Apr 22, 2016
I have always wanted to know more about composting, so in honor of Earth Day this year, I caught up with my friend and compost enthusiast Lisa Sehannie, of Green Gurlz, to hear more about Vermicomposting (or worm composting). She taught me so much, and I’m excited to share this video with you. Not so you can laugh at me touching the worms [still cannot believe I did it], but to hopefully inspire you to take some steps to make a difference. For those of you following with children, this is a great lesson in how to reduce waste and trash, learn about the environment, and have fun while doing it!

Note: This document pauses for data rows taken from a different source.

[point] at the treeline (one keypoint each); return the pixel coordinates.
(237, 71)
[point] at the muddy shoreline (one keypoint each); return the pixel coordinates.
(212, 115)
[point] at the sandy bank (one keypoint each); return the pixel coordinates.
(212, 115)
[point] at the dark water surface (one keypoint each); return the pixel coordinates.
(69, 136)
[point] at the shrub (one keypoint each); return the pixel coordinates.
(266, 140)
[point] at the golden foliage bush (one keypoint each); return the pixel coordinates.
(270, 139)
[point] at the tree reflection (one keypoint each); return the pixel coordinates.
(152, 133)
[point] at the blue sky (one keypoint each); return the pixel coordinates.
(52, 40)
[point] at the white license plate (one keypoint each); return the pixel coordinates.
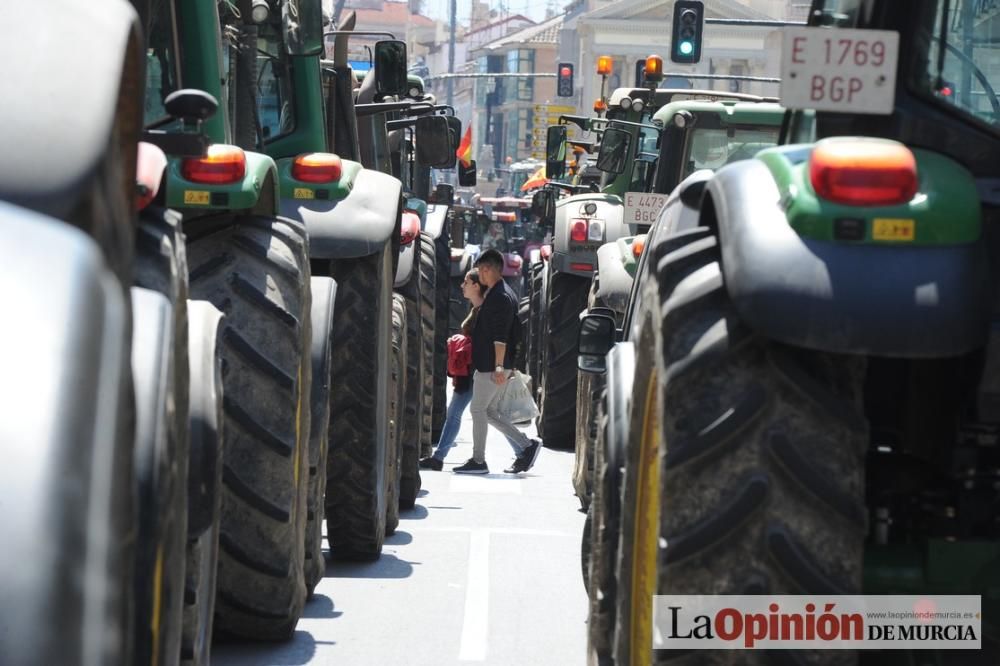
(849, 71)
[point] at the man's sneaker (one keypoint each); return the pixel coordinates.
(431, 463)
(472, 467)
(530, 454)
(519, 465)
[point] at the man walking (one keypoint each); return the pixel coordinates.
(493, 364)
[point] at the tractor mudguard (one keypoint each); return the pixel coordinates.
(242, 195)
(893, 300)
(435, 220)
(53, 143)
(620, 373)
(614, 283)
(355, 226)
(404, 268)
(66, 482)
(609, 213)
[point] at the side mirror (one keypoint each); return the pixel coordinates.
(467, 174)
(454, 132)
(390, 67)
(457, 231)
(433, 147)
(555, 152)
(444, 194)
(595, 340)
(302, 21)
(615, 145)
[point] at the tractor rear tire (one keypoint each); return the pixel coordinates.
(204, 481)
(324, 295)
(409, 483)
(764, 475)
(359, 429)
(394, 453)
(161, 473)
(568, 298)
(428, 320)
(256, 270)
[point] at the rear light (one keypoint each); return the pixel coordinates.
(409, 228)
(863, 172)
(222, 165)
(317, 168)
(637, 246)
(595, 231)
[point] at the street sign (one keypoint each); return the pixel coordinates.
(642, 207)
(847, 71)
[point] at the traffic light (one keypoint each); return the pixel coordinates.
(689, 16)
(564, 87)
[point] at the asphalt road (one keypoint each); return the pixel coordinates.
(484, 570)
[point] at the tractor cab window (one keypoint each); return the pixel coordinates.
(162, 70)
(962, 64)
(274, 85)
(712, 148)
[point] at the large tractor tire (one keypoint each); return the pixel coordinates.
(359, 427)
(394, 453)
(428, 319)
(567, 299)
(442, 256)
(160, 371)
(764, 475)
(413, 408)
(256, 270)
(324, 295)
(205, 418)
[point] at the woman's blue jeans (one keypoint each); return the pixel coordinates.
(453, 423)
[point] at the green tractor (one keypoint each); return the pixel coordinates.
(804, 401)
(582, 223)
(698, 136)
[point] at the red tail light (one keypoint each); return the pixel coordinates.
(222, 165)
(863, 172)
(317, 168)
(410, 227)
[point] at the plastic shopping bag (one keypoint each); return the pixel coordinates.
(514, 404)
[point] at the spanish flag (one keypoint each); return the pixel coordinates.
(464, 152)
(537, 179)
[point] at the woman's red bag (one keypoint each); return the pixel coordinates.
(459, 355)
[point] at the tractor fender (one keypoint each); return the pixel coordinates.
(66, 481)
(357, 225)
(609, 212)
(53, 145)
(614, 283)
(620, 374)
(205, 434)
(435, 220)
(407, 259)
(898, 300)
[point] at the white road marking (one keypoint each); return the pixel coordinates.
(477, 598)
(487, 485)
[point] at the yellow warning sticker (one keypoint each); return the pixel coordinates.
(196, 197)
(885, 228)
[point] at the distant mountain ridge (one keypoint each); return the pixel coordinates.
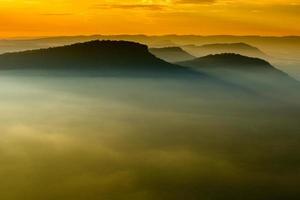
(171, 54)
(105, 55)
(252, 73)
(219, 48)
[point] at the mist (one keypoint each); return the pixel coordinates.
(144, 138)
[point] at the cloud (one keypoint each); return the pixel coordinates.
(129, 6)
(195, 1)
(56, 14)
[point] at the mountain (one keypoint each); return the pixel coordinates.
(171, 54)
(237, 48)
(251, 73)
(105, 56)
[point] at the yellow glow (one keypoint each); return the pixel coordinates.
(204, 17)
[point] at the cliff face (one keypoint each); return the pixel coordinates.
(171, 54)
(94, 54)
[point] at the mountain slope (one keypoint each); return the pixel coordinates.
(108, 56)
(252, 73)
(237, 48)
(171, 54)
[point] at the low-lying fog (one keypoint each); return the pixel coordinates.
(86, 138)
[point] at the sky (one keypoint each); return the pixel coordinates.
(30, 18)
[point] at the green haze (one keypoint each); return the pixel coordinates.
(83, 138)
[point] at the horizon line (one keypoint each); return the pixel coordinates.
(145, 35)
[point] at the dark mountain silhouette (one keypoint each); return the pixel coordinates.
(104, 56)
(237, 48)
(252, 73)
(171, 54)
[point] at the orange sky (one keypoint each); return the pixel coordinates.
(19, 18)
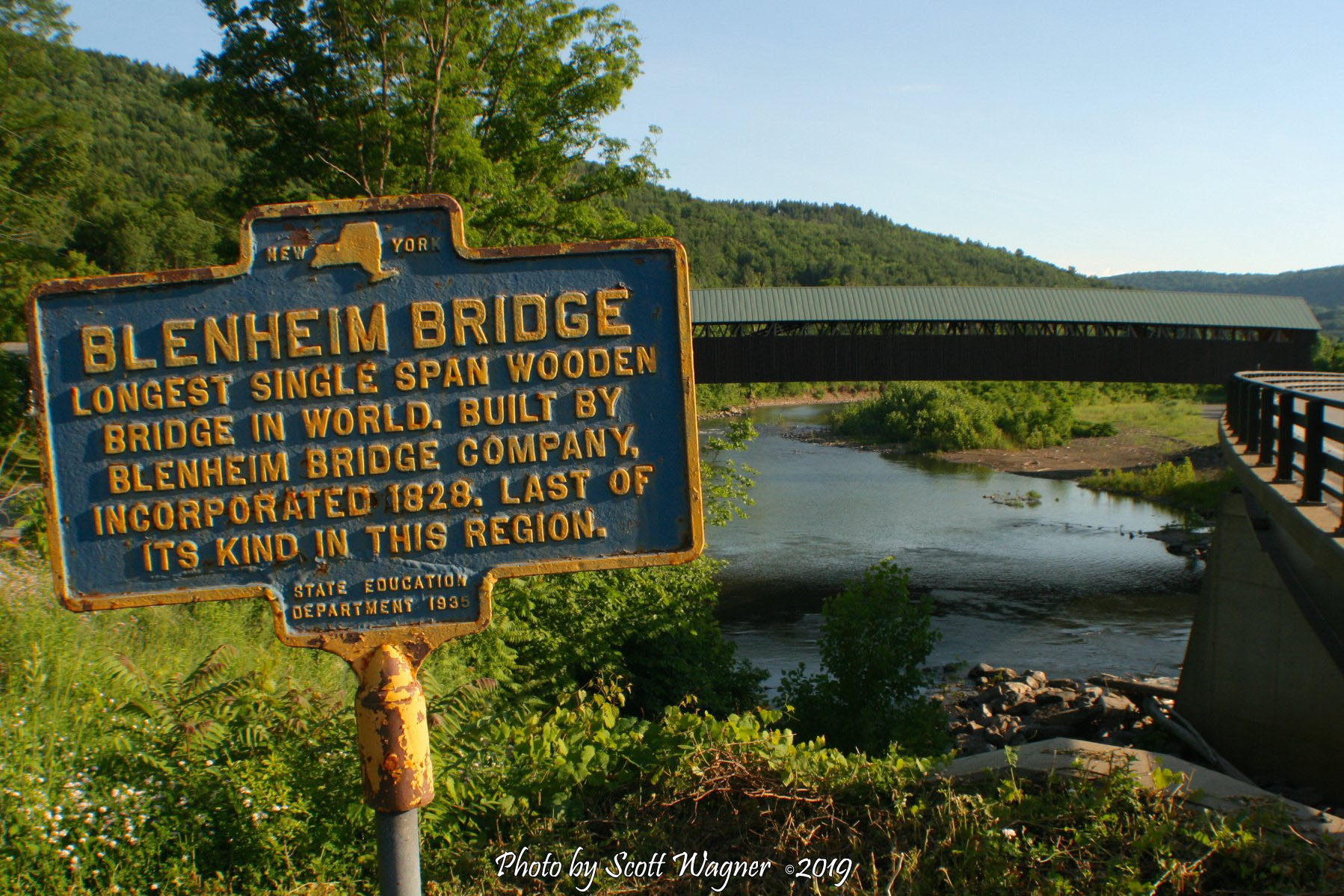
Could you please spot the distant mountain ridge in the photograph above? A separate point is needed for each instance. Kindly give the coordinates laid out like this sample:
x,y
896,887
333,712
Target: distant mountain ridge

Check out this edition of Kitchen Cures and the step-by-step directions below from Lisa! And for more green living tips, be sure to visit Green Gurlz.
Lisa’s Step-by-Step Instructions for Composting
The Bin—The Worm Home
Start with a simple Rubbermaid bin from your local big box retailer. In order to survive, worms need air, so drill circular holes in the bin. Two on each of the long sides and one on each of the short sides will do. Cover the holes with mesh, and glue/stick the mesh down (this will prevent the worms from escaping the bin).
Filling the Compost Bin
Add newspaper shreds to the bin, filling up about 75 percent of the bin. Make sure the newspaper is moist to the touch, but not dripping with too much water. This is where a small squirt bottle comes in handy. Now, you are ready to add worms.
The best worms to use for vermicomposting are called Red Wrigglers. This species of worms are shallow burrowers, which means they won’t try to dig out of the bin. They are also ferocious eaters! They can eat half of their weight in food scraps in one day! Search your local area for Red Wrigglers—you’re bound to find them somewhere nearby.
It’s Food Time!
Now that your bin is setup and your worms are hungry, it’s time to start feeding. Divide the bin into two sections (left and right). There is not an actual physical barrier, just a conceptual divide. That means that one side of the bin is in use and the other side is “resting.” Dividing the bin into sections proves helpful when you begin to harvest the compost. With food scraps on one side, the worms will gravitate toward that side to eat and create compost. Once you see the food scraps getting less and less in the working side, add food to the opposite side. The worms will then travel to that side of the bin to graze and you can easily harvest the compost from the original side. Many families place food scraps in a big bag that is stored in the bottom of the fridge until it’s time to feed the worms. Add food scraps to the bin once a week (or more frequently as needed).
Maintenance of the Compost Bin
Be sure to keep the bin supplied with moist newspaper shreds, or other bedding options, like cardboard. This serves as bedding for the worms. The bin should stay about 75 percent full of bedding. Over time, the worms will eat the bedding, so you will need to replenish it. Your moisture levels should be roughly 40-60% and to the touch, it should feel like a sponge that has been wrung out. To add more moisture, simply spray new bedding with a spray bottle. Keep in mind that the foods high in water content will also add moisture to the bin’s environment. You can balance out by adding foods with less or more water/moisture as you need. The temperature of a worm bin is quite different than of a traditional composting pile. Worms do best in temps between 55 and 77 degrees Fahrenheit.
Happy Composting and Happy Earth Day!